Loaded 500000 rows in 12.3s
Filtering with condition: Amount > 1000...
Filtered to 125000 rows in 4.5s
Writing to filtered.xlsx...
Done! Total time: 17.2s
6. Progress for Known-Length Operations
def merge_with_progress(file_paths: list[Path], output_path: Path):
"""Merge files with progress indicator."""
total_files = len(file_paths)
with tqdm(total=total_files, desc="Merging", unit="file") as pbar:
results = []
for i, file_path in enumerate(file_paths, 1):
pbar.set_description(f"Merging file {i}/{total_files}")
df = pd.read_excel(file_path)
results.append(df)
pbar.update(1)
final_df = pd.concat(results, ignore_index=True)
final_df.to_excel(output_path, index=False)Output:
Merging file 3/5: 60%|████████████ | 3/5 [00:30<00:20, 10.5s/file]
7. Memory Usage Display
import psutil
def show_memory_usage():
"""Display current memory usage."""
process = psutil.Process()
memory_mb = process.memory_info().rss / (1024**2)
percent = psutil.virtual_memory().percent
print(f"Memory: {memory_mb:.0f} MB ({percent:.0f}%)")Output:
Memory: 1250 MB (31%)
8. Cancellation Support
import signal
class CancellableOperation:
"""Operation that can be cancelled by user."""
def __init__(self):
self._cancelled = False
# Handle Ctrl+C gracefully
signal.signal(signal.SIGINT, self._handle_cancel)
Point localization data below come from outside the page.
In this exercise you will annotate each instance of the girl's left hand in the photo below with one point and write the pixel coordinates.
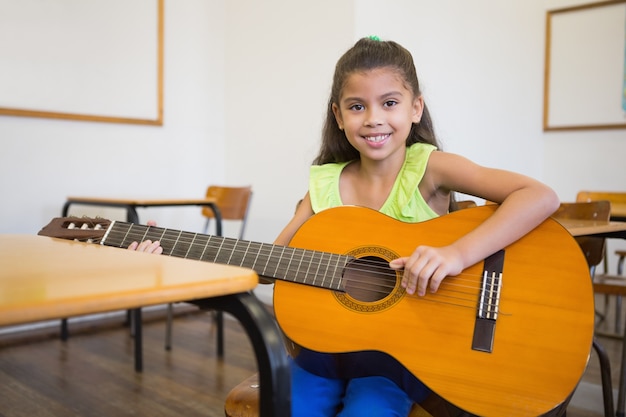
(427, 267)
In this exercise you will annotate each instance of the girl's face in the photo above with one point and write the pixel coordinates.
(376, 112)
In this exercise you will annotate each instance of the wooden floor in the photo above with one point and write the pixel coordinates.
(92, 373)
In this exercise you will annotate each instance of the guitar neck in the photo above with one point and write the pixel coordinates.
(309, 267)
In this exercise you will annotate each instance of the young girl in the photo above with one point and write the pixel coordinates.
(379, 151)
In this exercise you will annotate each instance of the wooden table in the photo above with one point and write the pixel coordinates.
(45, 278)
(611, 230)
(131, 205)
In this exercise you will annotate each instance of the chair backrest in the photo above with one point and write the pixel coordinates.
(592, 247)
(233, 203)
(617, 199)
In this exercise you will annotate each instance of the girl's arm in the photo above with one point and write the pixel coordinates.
(303, 212)
(524, 204)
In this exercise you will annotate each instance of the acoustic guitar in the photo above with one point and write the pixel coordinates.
(509, 336)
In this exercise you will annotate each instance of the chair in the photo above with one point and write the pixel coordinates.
(233, 204)
(618, 211)
(593, 249)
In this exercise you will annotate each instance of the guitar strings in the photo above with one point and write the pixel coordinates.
(462, 288)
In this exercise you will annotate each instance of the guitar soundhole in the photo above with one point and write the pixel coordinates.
(369, 279)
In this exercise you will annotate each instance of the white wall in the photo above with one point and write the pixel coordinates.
(43, 160)
(280, 57)
(246, 86)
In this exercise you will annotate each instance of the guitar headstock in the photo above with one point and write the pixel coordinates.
(84, 229)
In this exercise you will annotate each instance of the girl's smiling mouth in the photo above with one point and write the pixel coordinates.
(377, 138)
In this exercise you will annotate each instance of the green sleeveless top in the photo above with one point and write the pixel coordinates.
(404, 203)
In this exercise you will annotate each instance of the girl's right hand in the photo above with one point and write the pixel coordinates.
(147, 245)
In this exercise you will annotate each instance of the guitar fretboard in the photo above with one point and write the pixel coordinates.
(319, 269)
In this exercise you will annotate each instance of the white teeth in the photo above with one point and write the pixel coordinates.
(375, 138)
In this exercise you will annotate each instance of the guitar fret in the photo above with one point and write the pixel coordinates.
(267, 262)
(298, 265)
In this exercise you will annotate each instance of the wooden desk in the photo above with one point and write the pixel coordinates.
(44, 278)
(613, 230)
(131, 205)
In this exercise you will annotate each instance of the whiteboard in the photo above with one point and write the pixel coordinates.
(93, 60)
(585, 73)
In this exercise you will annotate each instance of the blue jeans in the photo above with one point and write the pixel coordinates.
(375, 396)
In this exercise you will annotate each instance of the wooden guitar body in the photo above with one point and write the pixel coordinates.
(509, 336)
(543, 332)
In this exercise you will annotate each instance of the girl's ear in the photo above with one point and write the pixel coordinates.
(338, 117)
(418, 109)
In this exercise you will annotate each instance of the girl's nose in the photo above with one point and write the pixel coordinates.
(373, 118)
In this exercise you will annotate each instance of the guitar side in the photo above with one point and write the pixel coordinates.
(543, 333)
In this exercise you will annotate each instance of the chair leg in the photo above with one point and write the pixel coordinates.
(605, 373)
(168, 326)
(65, 332)
(219, 321)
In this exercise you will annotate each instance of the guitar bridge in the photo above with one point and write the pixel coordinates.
(488, 303)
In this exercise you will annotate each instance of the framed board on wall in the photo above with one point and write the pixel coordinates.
(89, 60)
(585, 73)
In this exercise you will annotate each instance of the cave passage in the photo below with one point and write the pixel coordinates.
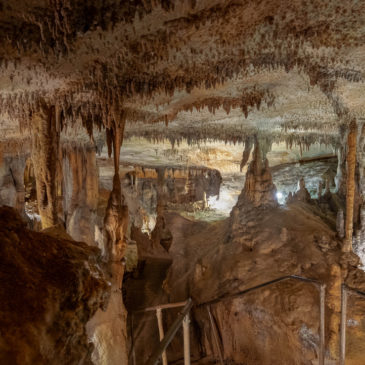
(182, 182)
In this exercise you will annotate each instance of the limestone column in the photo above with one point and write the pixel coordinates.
(350, 187)
(107, 329)
(45, 152)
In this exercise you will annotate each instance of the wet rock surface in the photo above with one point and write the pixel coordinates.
(48, 297)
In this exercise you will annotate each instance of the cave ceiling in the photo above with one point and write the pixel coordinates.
(208, 69)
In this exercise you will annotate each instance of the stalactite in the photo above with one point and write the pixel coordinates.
(45, 152)
(246, 152)
(350, 186)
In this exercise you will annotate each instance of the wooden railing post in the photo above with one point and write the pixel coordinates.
(343, 324)
(215, 335)
(161, 332)
(322, 309)
(186, 330)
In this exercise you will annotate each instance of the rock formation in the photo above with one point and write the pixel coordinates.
(47, 298)
(185, 83)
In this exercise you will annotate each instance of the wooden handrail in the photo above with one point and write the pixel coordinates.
(154, 359)
(161, 306)
(245, 291)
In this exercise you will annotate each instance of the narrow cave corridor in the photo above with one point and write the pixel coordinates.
(182, 182)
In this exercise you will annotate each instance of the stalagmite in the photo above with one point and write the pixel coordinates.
(350, 187)
(108, 329)
(45, 152)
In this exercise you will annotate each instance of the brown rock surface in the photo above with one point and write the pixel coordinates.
(49, 289)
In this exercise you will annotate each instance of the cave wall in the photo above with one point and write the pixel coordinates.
(47, 296)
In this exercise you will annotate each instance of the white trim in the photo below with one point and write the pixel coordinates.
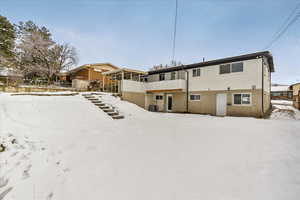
(241, 99)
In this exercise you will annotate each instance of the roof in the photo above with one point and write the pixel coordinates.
(294, 84)
(124, 70)
(8, 72)
(92, 65)
(280, 88)
(266, 54)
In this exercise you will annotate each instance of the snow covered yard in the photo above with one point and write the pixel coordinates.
(66, 148)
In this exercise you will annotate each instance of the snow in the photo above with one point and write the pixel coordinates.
(279, 88)
(283, 109)
(66, 148)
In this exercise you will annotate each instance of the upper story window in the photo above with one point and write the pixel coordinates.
(196, 72)
(161, 77)
(195, 97)
(225, 69)
(242, 99)
(173, 75)
(159, 97)
(237, 67)
(230, 68)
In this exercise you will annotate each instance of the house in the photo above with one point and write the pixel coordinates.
(296, 95)
(281, 92)
(128, 83)
(234, 86)
(9, 76)
(83, 75)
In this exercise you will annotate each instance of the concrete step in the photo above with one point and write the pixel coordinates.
(96, 101)
(93, 93)
(99, 104)
(118, 117)
(107, 110)
(104, 107)
(113, 113)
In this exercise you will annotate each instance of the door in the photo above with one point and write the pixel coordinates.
(169, 102)
(221, 104)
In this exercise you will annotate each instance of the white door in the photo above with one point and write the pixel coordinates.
(221, 104)
(169, 102)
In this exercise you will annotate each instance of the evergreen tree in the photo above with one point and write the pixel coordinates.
(7, 39)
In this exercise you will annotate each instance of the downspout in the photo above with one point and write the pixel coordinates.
(187, 89)
(262, 93)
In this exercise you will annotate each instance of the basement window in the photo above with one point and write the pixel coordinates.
(195, 97)
(196, 72)
(241, 99)
(159, 97)
(225, 69)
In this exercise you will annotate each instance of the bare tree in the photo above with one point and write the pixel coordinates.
(40, 55)
(63, 57)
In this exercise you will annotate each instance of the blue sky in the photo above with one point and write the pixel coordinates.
(138, 33)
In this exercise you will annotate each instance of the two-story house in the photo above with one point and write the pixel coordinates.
(234, 86)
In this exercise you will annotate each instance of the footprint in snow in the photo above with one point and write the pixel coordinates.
(26, 172)
(3, 182)
(49, 197)
(5, 192)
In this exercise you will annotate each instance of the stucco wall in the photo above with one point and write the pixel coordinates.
(134, 97)
(133, 86)
(210, 79)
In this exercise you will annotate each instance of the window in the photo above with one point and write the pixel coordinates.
(196, 72)
(234, 67)
(173, 75)
(161, 77)
(242, 99)
(158, 97)
(195, 97)
(237, 67)
(225, 69)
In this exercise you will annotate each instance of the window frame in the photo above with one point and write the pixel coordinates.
(242, 104)
(173, 75)
(162, 75)
(195, 95)
(159, 99)
(225, 65)
(231, 67)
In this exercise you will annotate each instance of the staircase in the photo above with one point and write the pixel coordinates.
(108, 109)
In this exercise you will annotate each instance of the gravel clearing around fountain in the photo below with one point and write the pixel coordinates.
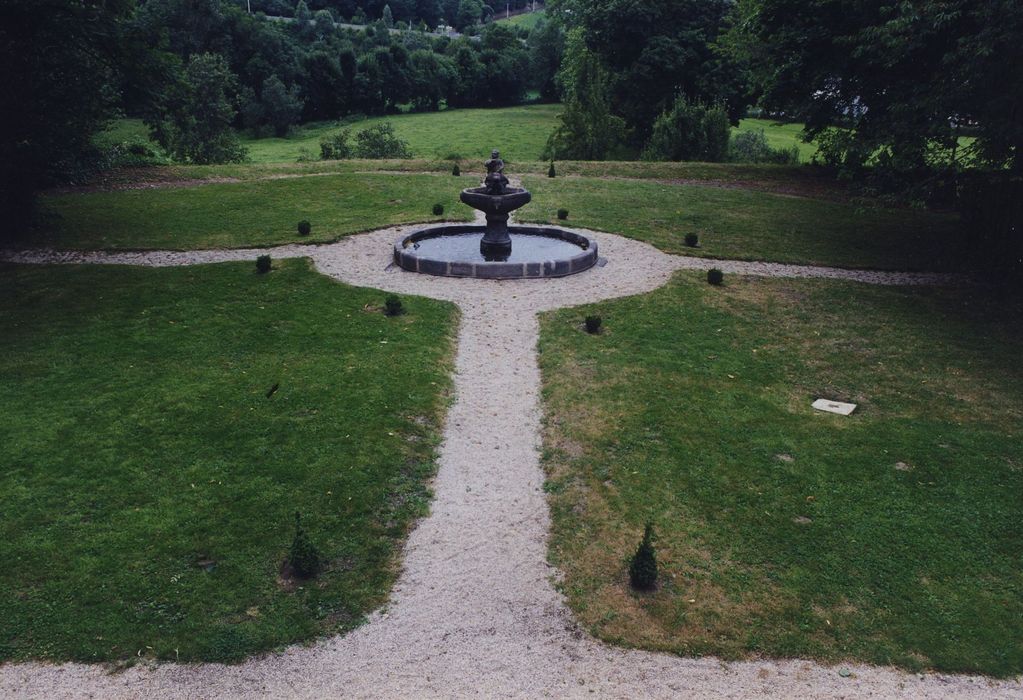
(475, 611)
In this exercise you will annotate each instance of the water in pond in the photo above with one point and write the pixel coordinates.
(465, 248)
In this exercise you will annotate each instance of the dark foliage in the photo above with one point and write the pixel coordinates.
(304, 558)
(393, 306)
(642, 568)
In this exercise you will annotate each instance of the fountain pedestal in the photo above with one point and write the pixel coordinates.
(496, 244)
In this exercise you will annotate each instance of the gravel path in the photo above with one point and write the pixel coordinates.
(475, 612)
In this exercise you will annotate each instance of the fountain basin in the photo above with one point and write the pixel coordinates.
(536, 252)
(513, 199)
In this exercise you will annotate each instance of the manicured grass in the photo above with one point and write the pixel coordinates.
(780, 135)
(519, 132)
(259, 213)
(749, 225)
(149, 479)
(527, 20)
(891, 536)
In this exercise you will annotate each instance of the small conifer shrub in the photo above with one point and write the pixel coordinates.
(642, 568)
(392, 306)
(304, 558)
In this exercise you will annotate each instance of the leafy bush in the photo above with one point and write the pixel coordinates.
(304, 558)
(690, 131)
(336, 146)
(752, 146)
(393, 307)
(642, 568)
(379, 141)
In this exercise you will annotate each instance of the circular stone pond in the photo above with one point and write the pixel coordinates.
(454, 251)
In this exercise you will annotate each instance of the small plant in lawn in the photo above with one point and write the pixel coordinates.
(304, 558)
(642, 568)
(392, 306)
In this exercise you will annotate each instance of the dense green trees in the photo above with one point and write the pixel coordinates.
(640, 57)
(909, 78)
(59, 81)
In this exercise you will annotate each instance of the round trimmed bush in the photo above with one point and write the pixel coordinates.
(642, 568)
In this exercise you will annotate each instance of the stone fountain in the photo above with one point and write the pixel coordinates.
(496, 251)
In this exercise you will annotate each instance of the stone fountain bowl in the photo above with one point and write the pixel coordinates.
(513, 199)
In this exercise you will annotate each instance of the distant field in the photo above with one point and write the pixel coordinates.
(780, 135)
(519, 132)
(235, 214)
(526, 22)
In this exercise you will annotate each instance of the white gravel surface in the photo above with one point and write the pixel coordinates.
(474, 613)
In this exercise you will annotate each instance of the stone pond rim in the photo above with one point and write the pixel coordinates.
(495, 251)
(580, 254)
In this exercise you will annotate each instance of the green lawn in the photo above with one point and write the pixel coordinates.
(780, 135)
(745, 224)
(891, 536)
(527, 20)
(148, 482)
(259, 213)
(520, 133)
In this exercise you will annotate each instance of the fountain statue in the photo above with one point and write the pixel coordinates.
(485, 252)
(496, 200)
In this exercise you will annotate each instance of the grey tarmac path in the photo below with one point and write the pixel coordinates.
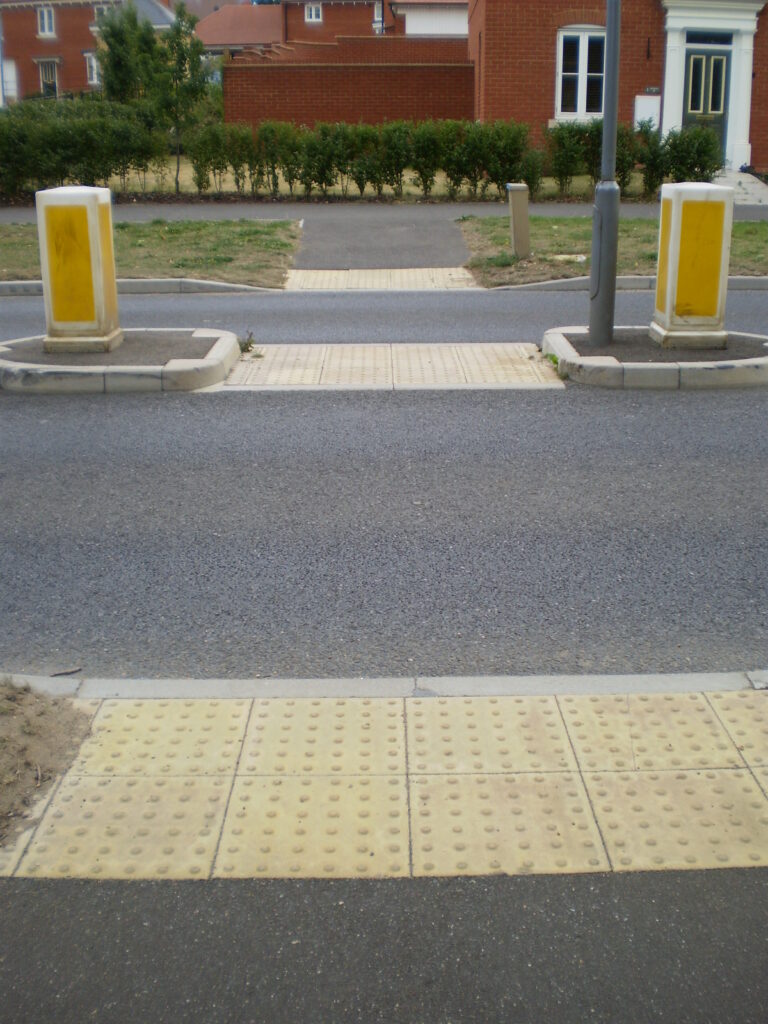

def _handle_cancel(self, signum, frame):
print("\n\nCancelling operation...")
self._cancelled = True
def run(self, func):
"""Run operation with cancellation support."""
with tqdm() as pbar:
result = func(pbar, self._cancelled)
return resultOutput on Ctrl+C:
Filtering: 45%|█████████ | 23/50s [00:20<00:25, 1.12it/s]
^C
Cancelling operation...
Operation cancelled by user. Partial results saved to: filtered_partial.xlsx
Implementation Priority
High Priority (Immediate Value)
- Basic progress bars for file loading
- Progress for long operations (GroupBy, Join, Merge)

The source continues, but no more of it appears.